517_Festnetz-Opa
Wenn etwas kaputtgeht, ist das für mich immer ein schmerzhafter Prozess. Da hat man Jahr um Jahr Rührei in einer Pfanne gebraten und eines Tages fällt einfach der Stiel ab. Oder die Fernbedienung fliegt auf den Boden und die Batterieklappe bricht heraus. Oder eine Sohle läppert plötzlich irreparabel vom Lieblingsschuh. Ich muss mich dann ausführlich verabschieden. Ciao Pfanne. Mach’s gut, Du liebe Fernbedienung. Ach Schuh, Dein letzter Weg wird schwer. Sara findet mich sentimental, aber ich habe nun einmal echte Beziehungen zu Gegenständen. Auch weil sie niemals Widerworte geben oder ins Ballett gehen möchten.
Egal. Jedenfalls gab gerade nach dem Privattelefon auch das Bürotelefon den Geist auf. Es waren keine besonders guten Telefone. Wenn man sie festhielt, knackten die Gehäuse, die Verbindungsqualität ließ zu wünschen übrig und am Ende entluden sich die Akkus innerhalb von wenigen Minuten, was aber wenigstens die Telefonate effizient machte. Ich saß trauernd mit den Dingern in der Küche bis Sara sie mir wegnahm und in den Müll warf.
Ich fuhr dann zu Media Markt, um zwei neue Telefon zu kaufen und in Betrieb zu nehmen. Am Ende muss ich sagen: Dieser Prozess lässt einen Menschen enorm altern. Tatsächlich habe ich gerade das Gefühl, ungefähr 76 Jahre alt zu sein. Es ist nämlich so: Wenn man das letzte Telefon ungefähr 1999 ausgepackt und installiert und sich danach nie mehr um dieses Thema gekümmert hat, ist man fernmeldetechnisch in der Zeit stehengeblieben, während sich die Technik um einen herum dramatisch entwickelt hat.

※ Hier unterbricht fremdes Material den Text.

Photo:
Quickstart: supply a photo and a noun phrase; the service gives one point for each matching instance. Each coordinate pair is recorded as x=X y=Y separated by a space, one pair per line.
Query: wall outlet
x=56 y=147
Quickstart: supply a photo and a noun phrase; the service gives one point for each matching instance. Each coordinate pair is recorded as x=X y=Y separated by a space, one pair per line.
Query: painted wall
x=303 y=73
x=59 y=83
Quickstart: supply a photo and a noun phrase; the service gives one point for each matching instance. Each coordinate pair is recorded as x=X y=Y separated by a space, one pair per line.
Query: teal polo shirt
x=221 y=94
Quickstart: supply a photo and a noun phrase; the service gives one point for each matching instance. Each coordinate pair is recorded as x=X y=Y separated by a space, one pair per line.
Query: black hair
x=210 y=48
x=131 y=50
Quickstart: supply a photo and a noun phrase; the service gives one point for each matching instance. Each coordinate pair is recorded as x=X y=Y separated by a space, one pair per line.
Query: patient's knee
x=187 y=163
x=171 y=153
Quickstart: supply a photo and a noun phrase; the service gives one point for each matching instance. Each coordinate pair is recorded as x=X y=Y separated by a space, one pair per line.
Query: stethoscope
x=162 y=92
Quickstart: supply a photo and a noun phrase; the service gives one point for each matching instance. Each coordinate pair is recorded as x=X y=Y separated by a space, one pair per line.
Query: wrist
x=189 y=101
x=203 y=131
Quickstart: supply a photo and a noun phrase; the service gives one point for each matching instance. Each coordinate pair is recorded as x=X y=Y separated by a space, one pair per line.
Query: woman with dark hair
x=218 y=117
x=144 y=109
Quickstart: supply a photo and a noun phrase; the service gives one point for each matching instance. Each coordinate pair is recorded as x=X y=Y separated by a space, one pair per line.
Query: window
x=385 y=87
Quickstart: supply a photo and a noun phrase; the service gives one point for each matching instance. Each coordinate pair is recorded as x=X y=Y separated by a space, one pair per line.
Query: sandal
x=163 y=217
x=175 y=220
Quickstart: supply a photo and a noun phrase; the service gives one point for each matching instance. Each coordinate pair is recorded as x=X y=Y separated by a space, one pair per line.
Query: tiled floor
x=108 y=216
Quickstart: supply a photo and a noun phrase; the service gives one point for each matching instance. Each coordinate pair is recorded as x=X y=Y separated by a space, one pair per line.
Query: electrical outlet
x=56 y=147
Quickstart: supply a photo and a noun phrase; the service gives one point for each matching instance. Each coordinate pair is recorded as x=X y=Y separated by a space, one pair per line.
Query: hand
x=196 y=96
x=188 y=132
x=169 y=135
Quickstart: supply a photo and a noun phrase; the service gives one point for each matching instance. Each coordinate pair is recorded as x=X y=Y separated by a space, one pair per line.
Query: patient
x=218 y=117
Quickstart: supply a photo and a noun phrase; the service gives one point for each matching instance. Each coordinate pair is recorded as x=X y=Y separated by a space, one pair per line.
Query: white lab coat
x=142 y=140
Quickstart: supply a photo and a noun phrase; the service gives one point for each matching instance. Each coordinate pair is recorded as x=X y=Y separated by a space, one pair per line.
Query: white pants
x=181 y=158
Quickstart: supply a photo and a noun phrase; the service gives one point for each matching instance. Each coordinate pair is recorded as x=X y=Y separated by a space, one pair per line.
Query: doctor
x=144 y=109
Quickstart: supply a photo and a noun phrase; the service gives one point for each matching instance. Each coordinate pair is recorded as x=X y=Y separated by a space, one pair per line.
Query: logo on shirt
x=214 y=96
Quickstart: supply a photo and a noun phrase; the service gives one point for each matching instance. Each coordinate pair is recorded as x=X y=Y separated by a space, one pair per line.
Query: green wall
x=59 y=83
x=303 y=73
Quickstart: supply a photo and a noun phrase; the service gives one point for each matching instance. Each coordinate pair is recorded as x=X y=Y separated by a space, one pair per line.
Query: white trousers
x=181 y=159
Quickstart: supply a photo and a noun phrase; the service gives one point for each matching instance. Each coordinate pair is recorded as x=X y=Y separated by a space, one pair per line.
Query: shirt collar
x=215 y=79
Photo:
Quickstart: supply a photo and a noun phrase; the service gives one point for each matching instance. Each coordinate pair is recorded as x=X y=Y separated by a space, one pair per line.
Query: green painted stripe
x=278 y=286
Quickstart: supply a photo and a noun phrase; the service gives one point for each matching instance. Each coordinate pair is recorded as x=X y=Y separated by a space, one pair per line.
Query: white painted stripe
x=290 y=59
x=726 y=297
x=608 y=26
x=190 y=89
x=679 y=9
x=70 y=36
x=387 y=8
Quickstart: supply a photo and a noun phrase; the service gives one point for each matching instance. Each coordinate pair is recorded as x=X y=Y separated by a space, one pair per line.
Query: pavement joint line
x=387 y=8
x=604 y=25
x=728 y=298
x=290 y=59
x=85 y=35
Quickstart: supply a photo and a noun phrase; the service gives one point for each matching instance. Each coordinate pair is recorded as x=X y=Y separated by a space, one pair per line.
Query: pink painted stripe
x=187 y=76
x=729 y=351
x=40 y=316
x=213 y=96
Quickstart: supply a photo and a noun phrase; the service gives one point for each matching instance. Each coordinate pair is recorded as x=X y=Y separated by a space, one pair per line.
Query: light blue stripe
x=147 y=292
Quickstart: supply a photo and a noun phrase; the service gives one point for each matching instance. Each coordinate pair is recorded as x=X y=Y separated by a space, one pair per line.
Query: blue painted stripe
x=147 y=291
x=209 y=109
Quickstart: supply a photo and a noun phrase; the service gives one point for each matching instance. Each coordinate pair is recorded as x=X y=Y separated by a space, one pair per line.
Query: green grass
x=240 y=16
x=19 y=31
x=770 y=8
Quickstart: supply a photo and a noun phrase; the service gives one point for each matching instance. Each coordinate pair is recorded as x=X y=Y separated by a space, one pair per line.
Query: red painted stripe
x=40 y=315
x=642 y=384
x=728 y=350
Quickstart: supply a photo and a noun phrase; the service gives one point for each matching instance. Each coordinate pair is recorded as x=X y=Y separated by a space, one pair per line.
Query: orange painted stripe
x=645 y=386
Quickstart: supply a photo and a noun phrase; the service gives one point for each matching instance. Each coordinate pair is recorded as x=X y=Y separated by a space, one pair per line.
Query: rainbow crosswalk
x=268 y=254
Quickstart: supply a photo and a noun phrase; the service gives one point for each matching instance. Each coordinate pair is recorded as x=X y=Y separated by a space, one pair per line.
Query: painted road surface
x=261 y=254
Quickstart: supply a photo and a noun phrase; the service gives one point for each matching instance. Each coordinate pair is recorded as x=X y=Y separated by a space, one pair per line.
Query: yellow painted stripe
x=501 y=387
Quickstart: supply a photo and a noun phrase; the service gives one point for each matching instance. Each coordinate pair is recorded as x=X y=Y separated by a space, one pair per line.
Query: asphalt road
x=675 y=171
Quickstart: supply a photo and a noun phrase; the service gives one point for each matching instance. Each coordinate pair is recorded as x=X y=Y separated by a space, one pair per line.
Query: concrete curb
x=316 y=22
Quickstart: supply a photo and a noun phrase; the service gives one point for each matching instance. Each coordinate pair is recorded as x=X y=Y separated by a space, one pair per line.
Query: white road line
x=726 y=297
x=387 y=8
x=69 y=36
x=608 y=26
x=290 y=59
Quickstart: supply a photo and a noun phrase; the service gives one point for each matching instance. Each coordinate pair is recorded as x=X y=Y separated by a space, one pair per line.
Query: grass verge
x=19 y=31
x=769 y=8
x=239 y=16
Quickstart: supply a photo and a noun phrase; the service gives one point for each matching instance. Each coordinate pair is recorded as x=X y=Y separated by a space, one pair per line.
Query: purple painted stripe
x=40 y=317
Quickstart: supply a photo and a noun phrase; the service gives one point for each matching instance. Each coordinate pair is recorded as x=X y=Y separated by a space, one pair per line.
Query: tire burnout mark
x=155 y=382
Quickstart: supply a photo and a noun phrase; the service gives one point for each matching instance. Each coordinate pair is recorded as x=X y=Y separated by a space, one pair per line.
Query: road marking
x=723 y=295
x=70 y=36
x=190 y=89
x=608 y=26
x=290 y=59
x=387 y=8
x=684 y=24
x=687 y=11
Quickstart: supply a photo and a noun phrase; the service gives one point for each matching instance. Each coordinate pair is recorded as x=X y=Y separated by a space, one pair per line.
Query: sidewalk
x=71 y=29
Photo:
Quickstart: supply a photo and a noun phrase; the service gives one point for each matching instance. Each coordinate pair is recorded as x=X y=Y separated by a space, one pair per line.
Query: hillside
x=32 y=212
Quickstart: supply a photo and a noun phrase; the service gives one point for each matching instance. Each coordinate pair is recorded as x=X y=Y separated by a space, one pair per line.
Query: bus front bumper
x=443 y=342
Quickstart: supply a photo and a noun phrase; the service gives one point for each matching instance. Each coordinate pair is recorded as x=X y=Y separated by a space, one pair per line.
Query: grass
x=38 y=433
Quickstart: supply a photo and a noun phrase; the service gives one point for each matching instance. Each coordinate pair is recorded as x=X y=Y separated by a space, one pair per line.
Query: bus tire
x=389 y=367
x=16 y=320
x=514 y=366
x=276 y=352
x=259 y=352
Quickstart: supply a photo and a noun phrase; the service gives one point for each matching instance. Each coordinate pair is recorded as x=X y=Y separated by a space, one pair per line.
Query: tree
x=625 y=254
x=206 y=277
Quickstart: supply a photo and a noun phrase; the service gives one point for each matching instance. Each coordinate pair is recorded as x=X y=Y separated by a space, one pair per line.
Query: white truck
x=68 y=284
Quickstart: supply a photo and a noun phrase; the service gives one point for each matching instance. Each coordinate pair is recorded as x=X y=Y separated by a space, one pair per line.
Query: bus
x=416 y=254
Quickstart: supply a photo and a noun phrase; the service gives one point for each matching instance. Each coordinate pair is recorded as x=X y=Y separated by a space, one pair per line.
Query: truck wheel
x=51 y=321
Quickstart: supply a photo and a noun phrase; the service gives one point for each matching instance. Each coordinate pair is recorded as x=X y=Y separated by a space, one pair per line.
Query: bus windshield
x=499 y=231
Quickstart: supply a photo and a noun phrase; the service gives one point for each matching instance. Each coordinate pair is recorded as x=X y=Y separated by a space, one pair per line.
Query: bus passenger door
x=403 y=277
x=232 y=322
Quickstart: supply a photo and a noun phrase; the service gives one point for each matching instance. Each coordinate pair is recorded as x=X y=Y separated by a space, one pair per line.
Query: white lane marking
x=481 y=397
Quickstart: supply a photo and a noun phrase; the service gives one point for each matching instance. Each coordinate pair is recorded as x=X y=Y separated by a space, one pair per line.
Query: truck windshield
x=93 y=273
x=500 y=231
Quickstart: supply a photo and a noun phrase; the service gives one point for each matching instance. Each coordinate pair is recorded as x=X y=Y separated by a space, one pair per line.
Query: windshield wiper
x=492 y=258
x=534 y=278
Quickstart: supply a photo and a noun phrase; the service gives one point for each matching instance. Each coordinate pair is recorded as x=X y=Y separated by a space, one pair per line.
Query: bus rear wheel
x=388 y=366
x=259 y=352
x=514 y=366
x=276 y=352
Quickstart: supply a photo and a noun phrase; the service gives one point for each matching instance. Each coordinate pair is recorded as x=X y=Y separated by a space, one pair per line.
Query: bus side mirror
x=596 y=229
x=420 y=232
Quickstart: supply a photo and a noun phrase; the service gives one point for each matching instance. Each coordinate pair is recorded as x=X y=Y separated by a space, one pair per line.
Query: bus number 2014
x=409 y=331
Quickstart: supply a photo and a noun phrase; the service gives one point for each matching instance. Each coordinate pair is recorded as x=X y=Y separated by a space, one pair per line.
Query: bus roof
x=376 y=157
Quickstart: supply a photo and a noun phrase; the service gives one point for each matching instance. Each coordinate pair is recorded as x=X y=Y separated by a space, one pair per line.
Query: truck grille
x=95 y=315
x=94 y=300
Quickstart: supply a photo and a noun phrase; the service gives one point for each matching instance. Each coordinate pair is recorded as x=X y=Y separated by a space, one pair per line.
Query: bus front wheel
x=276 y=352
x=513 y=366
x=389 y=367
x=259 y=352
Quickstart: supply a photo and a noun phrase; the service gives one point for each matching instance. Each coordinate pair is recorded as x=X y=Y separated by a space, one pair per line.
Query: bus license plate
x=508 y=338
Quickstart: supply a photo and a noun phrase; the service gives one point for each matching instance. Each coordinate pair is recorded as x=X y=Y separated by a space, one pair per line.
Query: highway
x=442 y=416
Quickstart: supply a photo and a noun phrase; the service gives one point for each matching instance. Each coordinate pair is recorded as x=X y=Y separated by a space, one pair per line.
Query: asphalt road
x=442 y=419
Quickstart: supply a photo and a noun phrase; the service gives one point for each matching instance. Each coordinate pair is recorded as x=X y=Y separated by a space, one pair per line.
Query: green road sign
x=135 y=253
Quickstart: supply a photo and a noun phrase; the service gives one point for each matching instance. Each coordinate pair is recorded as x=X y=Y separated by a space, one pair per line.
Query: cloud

Dabei fing die Aktion Telefon ganz gut an. Ich stand vor dem Regal mit hunderten von Produkten und ein Verkäufer sprach mich von selber, sozusagen proaktiv an, ob ich Hilfe brauche. Ich erschrak, dann zeigte ich auf ein Modell und sagte: „Das da ist schön.“ Und der Verkäufer antwortete: „Ja, aber das ist scheiße.“ Wirklich wahr. Dann zeigte er mir andere Geräte und verkaufte mir zwei Stück davon. Eines fürs Haus und eins fürs Büro. Zuhause steckte ich das Telefon in die Telefonbuchse, so hat man das 1999 noch gemacht. Man kaufte ein Telefon, steckte es in die entsprechende Dose, hob den Hörer ab und es machte tuut. Mit 425 Hertz. Aber es passierte nichts. Also zog ich die Bedienungsanleitung heran. Sie war sehr dünn, was mir gefiel, bis ich begriff, dass die Hersteller keine kompletten Bedienungsanleitungen mehr mitliefern. Das liegt daran, dass ein normales Telefon heute 23000 verschiedene Dinge kann und das Handbuch dafür ungefähr 900 Seiten umfasst. Die Bedienungsanleitung eines Giga-Set-Telefons ist umfangreicher als ein Roman von Martin Walser. Aber mindestens so spannend.
Wer so ein komplexes Gerät verstehen möchte, wer Mobilteile an der Basis anmelden, IP-Nummern angeben, zwischen Menüebenen wechseln, sich das Wetter in Bad Gastein anzeigen und Nummern zuweisen will, kann sich eine ausführliche Anleitung im Internet runterladen. Oder eine entsprechende App auf seinem Handy installieren. Oder seine Enkel fragen. Ich befinde mich aber leider in der Zwischenphase meines Lebens, in der ich noch keine Enkel habe und aber auch nicht weiß, was ein lokaler Anrufbeantworter an einem CAT-iq-Router sein soll. Ich suchte im Müll nach den alten Telefonen, wischte ihnen den Kaffeesatz vom Display und versuchte eine Mund-zu-Hörer-Beatmung, aber die Dinger hatten ihren Lebensmut verloren und ließen sich nicht mehr einschalten. Also fügte ich mich in mein Schicksal und verbrachte einen kompletten Arbeitstag mit der Installation der „hochwertigen, multifunktionalen und zukunftssicheren Mobilteile, die man an verschiedenen DECT-Basen verwenden kann.“ Dabei will nicht multifunktional leben. Ich will nur telefonieren. Und nicht einmal das will ich in Wahrheit.
Abends fühlte ich mich um Jahrzehnte gealtert und mein Sohn Nick versetzte mir gerontologiemäßig den Todesstoß. Er kam nach Hause, ich zeigte ihm die neuen superschicken Telefone und er sagte: „Wieso kaufst Du noch ein Festnetz-Telefon? Wer braucht denn sowas? Das ist total outdatet, Alter.“ Ja, genau wie ich. Dann passen wir ja gut zusammen, das Festnetz und ich.